No, not vacation, something we all need right now. Rather, vocation refers to the work you do, your career, how you devote your skills and talents. My introduction to the word was in high school. There was a course of study called Vocational Agriculture. It was for the farm kids who were going to go into the family farming business.
I went to college and studied lots of things. Then I was introduced again to the word when I taught 7th grade at a Catholic school. Not being Catholic, I had to pick up on the specific meaning of the word as they used it back then–namely (I think) showing the kids the opportunities for “vocation” meaning becoming a priest, brother, or sister.
Most of us get a job of some kind and perhaps it becomes a career of some kind. Do we think beyond that? Like those Catholic kids I taught, are we encouraged to consider what God might want us to do with our time, skill, talent?
I saw this thought in today’s readings:
Vocation is not evoked by your bundle of need and desire. Vocation is what God wants from you whereby your life is transformed into a consequence of God’s redemption of the world.
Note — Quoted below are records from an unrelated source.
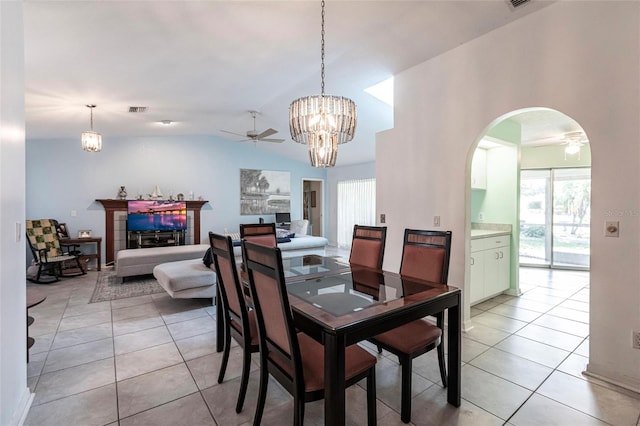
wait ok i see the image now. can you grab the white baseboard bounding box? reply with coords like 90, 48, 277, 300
584, 363, 640, 394
12, 388, 34, 426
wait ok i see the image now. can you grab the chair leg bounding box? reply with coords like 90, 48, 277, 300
293, 395, 304, 426
235, 343, 252, 413
253, 354, 269, 426
377, 345, 382, 354
400, 356, 412, 423
367, 367, 377, 426
437, 342, 447, 388
217, 321, 231, 384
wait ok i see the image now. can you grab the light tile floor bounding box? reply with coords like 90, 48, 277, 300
24, 257, 640, 425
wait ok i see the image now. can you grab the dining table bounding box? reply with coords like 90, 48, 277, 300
217, 254, 462, 425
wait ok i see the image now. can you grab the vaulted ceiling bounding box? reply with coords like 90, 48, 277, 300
24, 0, 557, 166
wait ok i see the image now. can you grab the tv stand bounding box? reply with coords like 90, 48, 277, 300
127, 230, 186, 249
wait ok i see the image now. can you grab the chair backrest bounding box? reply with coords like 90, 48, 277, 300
240, 223, 277, 247
209, 232, 250, 329
26, 219, 64, 260
349, 225, 387, 270
400, 229, 452, 284
242, 240, 304, 392
289, 219, 308, 236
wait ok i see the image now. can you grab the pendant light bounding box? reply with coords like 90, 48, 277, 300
81, 104, 102, 152
289, 0, 356, 168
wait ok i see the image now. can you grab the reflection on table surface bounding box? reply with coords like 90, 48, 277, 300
281, 254, 350, 281
286, 264, 454, 327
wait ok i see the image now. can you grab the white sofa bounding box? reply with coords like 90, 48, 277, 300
232, 235, 328, 260
119, 234, 329, 299
116, 244, 210, 280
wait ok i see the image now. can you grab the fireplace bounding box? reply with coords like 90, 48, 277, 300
96, 199, 208, 265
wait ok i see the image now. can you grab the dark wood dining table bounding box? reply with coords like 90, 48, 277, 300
217, 255, 462, 425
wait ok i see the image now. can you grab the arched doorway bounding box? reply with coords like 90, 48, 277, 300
466, 107, 591, 313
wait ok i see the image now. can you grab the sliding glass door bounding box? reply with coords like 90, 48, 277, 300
520, 168, 590, 269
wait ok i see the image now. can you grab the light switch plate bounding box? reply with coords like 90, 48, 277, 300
380, 213, 386, 224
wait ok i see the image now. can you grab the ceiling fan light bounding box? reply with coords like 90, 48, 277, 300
565, 141, 581, 156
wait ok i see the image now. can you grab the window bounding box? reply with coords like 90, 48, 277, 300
337, 178, 376, 248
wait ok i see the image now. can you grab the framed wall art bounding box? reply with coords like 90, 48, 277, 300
240, 169, 291, 215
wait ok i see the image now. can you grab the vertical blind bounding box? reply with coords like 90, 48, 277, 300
337, 178, 376, 248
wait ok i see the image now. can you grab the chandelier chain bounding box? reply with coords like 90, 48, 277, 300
320, 0, 325, 96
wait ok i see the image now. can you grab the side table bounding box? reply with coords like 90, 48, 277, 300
62, 237, 102, 271
27, 288, 47, 362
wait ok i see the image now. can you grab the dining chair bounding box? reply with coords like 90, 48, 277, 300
209, 232, 259, 414
239, 223, 277, 247
242, 240, 378, 426
369, 228, 452, 423
349, 225, 387, 270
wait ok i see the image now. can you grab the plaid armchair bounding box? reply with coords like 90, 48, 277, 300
26, 219, 86, 283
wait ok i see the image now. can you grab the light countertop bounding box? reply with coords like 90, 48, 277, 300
470, 229, 512, 239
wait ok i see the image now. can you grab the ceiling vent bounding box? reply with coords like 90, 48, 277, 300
509, 0, 531, 8
128, 106, 148, 113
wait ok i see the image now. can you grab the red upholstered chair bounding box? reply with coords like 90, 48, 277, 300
369, 229, 452, 423
349, 225, 387, 270
239, 223, 277, 247
242, 240, 378, 426
209, 232, 259, 414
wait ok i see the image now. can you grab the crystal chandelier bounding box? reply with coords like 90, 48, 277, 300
81, 104, 102, 152
289, 0, 356, 168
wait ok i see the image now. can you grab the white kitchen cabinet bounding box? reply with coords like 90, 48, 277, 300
471, 148, 487, 190
469, 235, 510, 305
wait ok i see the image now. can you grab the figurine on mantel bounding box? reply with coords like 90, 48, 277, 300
149, 185, 163, 200
118, 186, 127, 200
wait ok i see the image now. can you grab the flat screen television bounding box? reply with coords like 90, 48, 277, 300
275, 212, 291, 225
127, 200, 187, 232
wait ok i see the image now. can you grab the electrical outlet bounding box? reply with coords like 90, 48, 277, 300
633, 331, 640, 349
71, 210, 77, 217
478, 212, 485, 221
380, 213, 386, 224
433, 216, 440, 227
605, 221, 619, 237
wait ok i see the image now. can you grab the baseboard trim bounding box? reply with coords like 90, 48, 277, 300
12, 388, 33, 426
585, 363, 640, 395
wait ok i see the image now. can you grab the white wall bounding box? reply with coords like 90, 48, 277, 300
326, 161, 376, 246
0, 2, 31, 424
377, 1, 640, 391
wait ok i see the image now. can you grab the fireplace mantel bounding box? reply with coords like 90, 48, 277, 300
96, 199, 209, 264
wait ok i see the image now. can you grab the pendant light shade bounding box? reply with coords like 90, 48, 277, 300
289, 0, 357, 168
81, 104, 102, 152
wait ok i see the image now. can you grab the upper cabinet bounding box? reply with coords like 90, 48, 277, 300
471, 148, 487, 190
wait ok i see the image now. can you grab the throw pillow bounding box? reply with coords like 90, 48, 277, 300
202, 247, 213, 267
276, 228, 290, 238
276, 237, 291, 244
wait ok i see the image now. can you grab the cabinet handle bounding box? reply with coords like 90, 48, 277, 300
500, 251, 504, 259
470, 257, 474, 265
495, 252, 499, 259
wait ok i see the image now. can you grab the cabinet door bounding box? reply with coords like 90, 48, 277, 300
471, 148, 487, 189
483, 249, 502, 297
498, 246, 510, 292
484, 245, 510, 297
469, 251, 485, 304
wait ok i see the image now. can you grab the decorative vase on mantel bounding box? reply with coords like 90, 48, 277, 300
118, 186, 127, 200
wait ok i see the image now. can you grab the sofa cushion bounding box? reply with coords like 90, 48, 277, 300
153, 259, 216, 293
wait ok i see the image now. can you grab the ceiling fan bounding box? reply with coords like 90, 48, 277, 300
221, 111, 285, 143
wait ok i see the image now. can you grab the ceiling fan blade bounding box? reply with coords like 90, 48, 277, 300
256, 128, 278, 139
220, 129, 247, 138
260, 138, 285, 143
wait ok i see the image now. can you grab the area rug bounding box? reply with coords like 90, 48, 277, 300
90, 270, 165, 303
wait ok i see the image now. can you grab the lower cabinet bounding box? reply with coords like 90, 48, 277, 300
470, 235, 511, 305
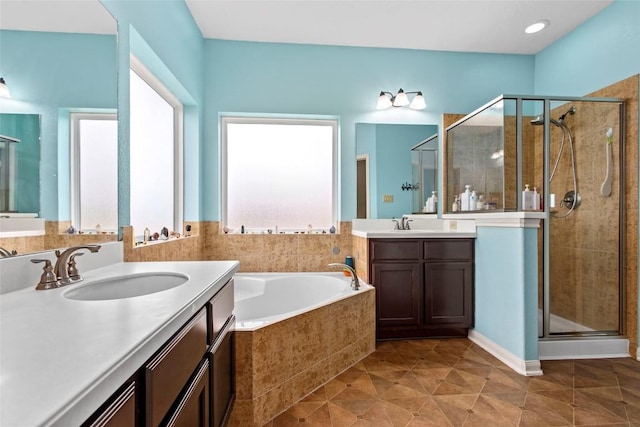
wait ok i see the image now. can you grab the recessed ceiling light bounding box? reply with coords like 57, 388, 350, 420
525, 20, 550, 34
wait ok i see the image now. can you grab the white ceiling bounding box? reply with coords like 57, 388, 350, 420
0, 0, 614, 55
185, 0, 614, 54
0, 0, 116, 34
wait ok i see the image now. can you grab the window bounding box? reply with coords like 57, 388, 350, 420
129, 56, 183, 236
70, 113, 118, 232
222, 117, 338, 232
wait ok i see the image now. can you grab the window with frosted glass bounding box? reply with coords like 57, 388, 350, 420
222, 118, 337, 231
129, 65, 182, 235
71, 114, 117, 232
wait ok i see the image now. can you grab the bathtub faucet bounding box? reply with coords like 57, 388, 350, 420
328, 263, 360, 291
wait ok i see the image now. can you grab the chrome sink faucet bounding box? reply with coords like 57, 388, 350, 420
392, 217, 413, 230
54, 245, 101, 286
0, 246, 17, 257
328, 263, 360, 290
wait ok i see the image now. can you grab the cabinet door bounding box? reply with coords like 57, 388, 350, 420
211, 325, 234, 427
424, 262, 473, 326
145, 309, 208, 427
372, 262, 422, 328
83, 382, 136, 427
163, 360, 210, 427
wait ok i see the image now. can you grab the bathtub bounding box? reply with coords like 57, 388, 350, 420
229, 272, 376, 426
234, 272, 362, 330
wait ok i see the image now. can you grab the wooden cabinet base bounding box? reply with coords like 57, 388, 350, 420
376, 326, 469, 340
369, 238, 475, 340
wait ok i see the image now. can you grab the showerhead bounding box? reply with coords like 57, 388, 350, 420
530, 113, 561, 127
530, 114, 544, 125
557, 106, 577, 123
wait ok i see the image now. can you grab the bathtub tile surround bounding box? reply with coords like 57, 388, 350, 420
263, 338, 640, 427
228, 286, 376, 426
352, 235, 369, 283
203, 221, 353, 272
122, 225, 202, 262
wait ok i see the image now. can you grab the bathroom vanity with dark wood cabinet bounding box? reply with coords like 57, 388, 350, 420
82, 279, 235, 427
369, 238, 474, 339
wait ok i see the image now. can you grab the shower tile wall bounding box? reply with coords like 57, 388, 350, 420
535, 75, 638, 355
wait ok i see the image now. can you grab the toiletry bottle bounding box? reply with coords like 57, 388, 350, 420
452, 196, 459, 212
461, 185, 471, 211
144, 227, 150, 242
533, 187, 540, 211
470, 190, 478, 211
432, 191, 438, 213
522, 184, 534, 210
476, 194, 485, 211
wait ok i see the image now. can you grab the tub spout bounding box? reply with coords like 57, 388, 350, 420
328, 263, 360, 290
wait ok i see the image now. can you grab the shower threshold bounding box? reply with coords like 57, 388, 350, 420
539, 336, 629, 360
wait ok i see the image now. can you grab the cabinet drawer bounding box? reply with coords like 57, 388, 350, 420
83, 381, 136, 427
370, 240, 421, 261
208, 279, 234, 344
144, 308, 208, 427
162, 359, 210, 427
424, 239, 473, 261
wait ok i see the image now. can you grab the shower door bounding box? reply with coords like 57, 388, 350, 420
541, 98, 625, 336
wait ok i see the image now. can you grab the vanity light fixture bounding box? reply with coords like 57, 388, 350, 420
377, 88, 426, 110
525, 19, 550, 34
0, 77, 11, 99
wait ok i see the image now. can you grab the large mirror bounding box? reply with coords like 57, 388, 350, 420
356, 123, 438, 218
0, 0, 118, 256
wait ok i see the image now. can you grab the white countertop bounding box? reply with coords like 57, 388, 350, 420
352, 229, 476, 238
0, 260, 240, 427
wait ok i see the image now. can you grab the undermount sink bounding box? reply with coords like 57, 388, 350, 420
63, 273, 190, 301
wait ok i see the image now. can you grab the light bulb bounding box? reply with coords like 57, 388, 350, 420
410, 92, 426, 110
392, 89, 409, 107
376, 92, 392, 110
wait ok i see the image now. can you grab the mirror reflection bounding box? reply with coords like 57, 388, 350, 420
411, 133, 438, 214
0, 0, 118, 256
0, 114, 40, 213
356, 123, 438, 219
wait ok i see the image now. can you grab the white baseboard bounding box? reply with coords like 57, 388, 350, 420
468, 329, 543, 376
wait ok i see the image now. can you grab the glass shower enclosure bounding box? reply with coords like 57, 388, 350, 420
411, 133, 438, 214
445, 95, 626, 339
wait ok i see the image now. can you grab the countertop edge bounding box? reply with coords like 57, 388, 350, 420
4, 260, 241, 427
352, 230, 476, 238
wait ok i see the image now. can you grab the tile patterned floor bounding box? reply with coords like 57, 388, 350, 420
263, 338, 640, 427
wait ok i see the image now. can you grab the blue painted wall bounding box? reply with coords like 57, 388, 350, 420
203, 39, 535, 221
474, 226, 539, 360
534, 0, 640, 97
0, 30, 116, 220
101, 0, 204, 228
Look no further than Jesus’s disciples – remarkably mediocre, untalented, lackluster yokels – to see that innate talent or inner yearning has less to do with vocation than God’s thing for redeeming lives by assigning us something to do for God.
Especially American Baby Boomers, but also many people in the world, think about how much money we can make, or how much power we can exert over others, or retiring to a lifestyle of wealthy leisure such as portrayed in countless movies and TV shows.